Advanced Micro Devices executed a staggering pivot in its core business, punctuated by a 94% surge in Data Center revenue during FY2024 that fundamentally altered its growth trajectory. This explosive demand for server and AI infrastructure proves the company has successfully transitioned from a legacy consumer PC chipmaker into a primary enterprise AI powerhouse.

The financial transformation is stark. Total net revenue more than doubled, growing from $16.4 billion in FY2021 to $34.6 billion in FY2025. This expansion was heavily driven by hyperscale cloud demand for EPYC processors and Instinct GPUs, which pushed Data Center sales to $16.6 billion in FY2025, representing a 32% year-over-year increase. The consumer business also delivered, with the Client and Gaming segment jumping 51% to $14.6 billion. To accelerate this market capture, the company heavily funded product innovation, expanding research and development expenses by 25% to $8.1 billion in FY2025.

Investors have eagerly priced in this momentum. At the close of FY2025, the market valued the company at a $350.4 billion market cap, with the stock finishing at $214.99. This price represented a premium 81.1x price-to-earnings multiple, reflecting aggressive market expectations that major commercial deployments—including supply agreements with Meta and OpenAI—will continue to scale.
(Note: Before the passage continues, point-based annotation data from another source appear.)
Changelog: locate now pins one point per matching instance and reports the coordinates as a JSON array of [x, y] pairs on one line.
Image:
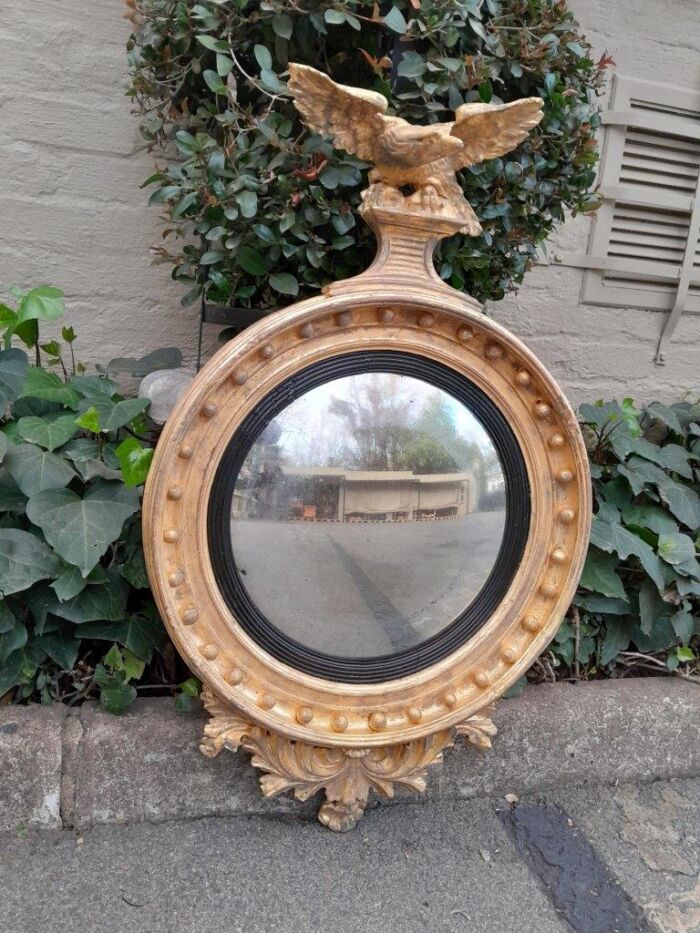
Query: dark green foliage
[[259, 211], [639, 600], [73, 457]]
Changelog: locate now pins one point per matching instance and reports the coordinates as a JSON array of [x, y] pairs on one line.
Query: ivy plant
[[74, 454], [638, 604], [257, 210]]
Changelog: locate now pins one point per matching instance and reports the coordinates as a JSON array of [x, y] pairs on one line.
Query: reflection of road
[[365, 589]]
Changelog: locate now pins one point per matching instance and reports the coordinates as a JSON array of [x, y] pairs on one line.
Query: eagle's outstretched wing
[[353, 117], [490, 130]]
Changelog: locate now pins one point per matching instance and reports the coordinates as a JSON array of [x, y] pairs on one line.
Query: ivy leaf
[[61, 646], [676, 548], [282, 25], [134, 461], [667, 415], [81, 530], [651, 517], [100, 602], [34, 469], [42, 304], [284, 283], [615, 538], [599, 575], [116, 696], [618, 635], [683, 501], [605, 605], [7, 619], [396, 21], [49, 432], [12, 640], [41, 383], [71, 582], [136, 633], [334, 17], [671, 456], [250, 260], [89, 420], [102, 415], [13, 373], [683, 625], [24, 559]]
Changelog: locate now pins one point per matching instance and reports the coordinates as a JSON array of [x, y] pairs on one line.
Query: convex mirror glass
[[368, 515]]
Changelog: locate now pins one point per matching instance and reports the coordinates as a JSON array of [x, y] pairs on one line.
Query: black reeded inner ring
[[416, 658]]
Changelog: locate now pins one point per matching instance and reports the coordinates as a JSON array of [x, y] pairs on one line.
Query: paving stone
[[146, 765], [644, 729], [30, 766]]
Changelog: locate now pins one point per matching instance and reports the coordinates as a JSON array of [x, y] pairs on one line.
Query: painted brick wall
[[73, 214]]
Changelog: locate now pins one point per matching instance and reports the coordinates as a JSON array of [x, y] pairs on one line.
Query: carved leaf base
[[347, 775]]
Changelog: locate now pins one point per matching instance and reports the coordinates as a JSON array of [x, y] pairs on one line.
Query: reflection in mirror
[[368, 515]]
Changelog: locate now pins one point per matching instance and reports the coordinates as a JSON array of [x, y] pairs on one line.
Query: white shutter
[[644, 249]]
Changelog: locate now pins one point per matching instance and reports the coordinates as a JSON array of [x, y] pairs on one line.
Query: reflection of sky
[[308, 427]]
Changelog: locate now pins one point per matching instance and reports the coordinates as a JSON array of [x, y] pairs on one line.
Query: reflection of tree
[[389, 431]]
By the end of FY2025, the company fortified its balance sheet with $10.6 billion in cash and short-term investments to back its expanding infrastructure ambitions.

Recent Developments (Q4 2025 and Q1 2026)

Advanced Micro Devices accelerated its financial momentum in Q1 2026, posting $10.3 billion in net revenue for a 38% year-over-year increase. Gross margins climbed to 53%, and net income more than doubled to $1.4 billion. This growth was anchored by a landmark arrangement with Meta in February 2026, which includes a binding commitment to purchase at least one gigawatt equivalent of Instinct GPUs. To incentivize scale, the company issued performance warrants to Meta for up to 160 million shares. Operations were further optimized by completing the $3.2 billion acquisition of ZT Systems before immediately selling its manufacturing arm for $2.4 billion.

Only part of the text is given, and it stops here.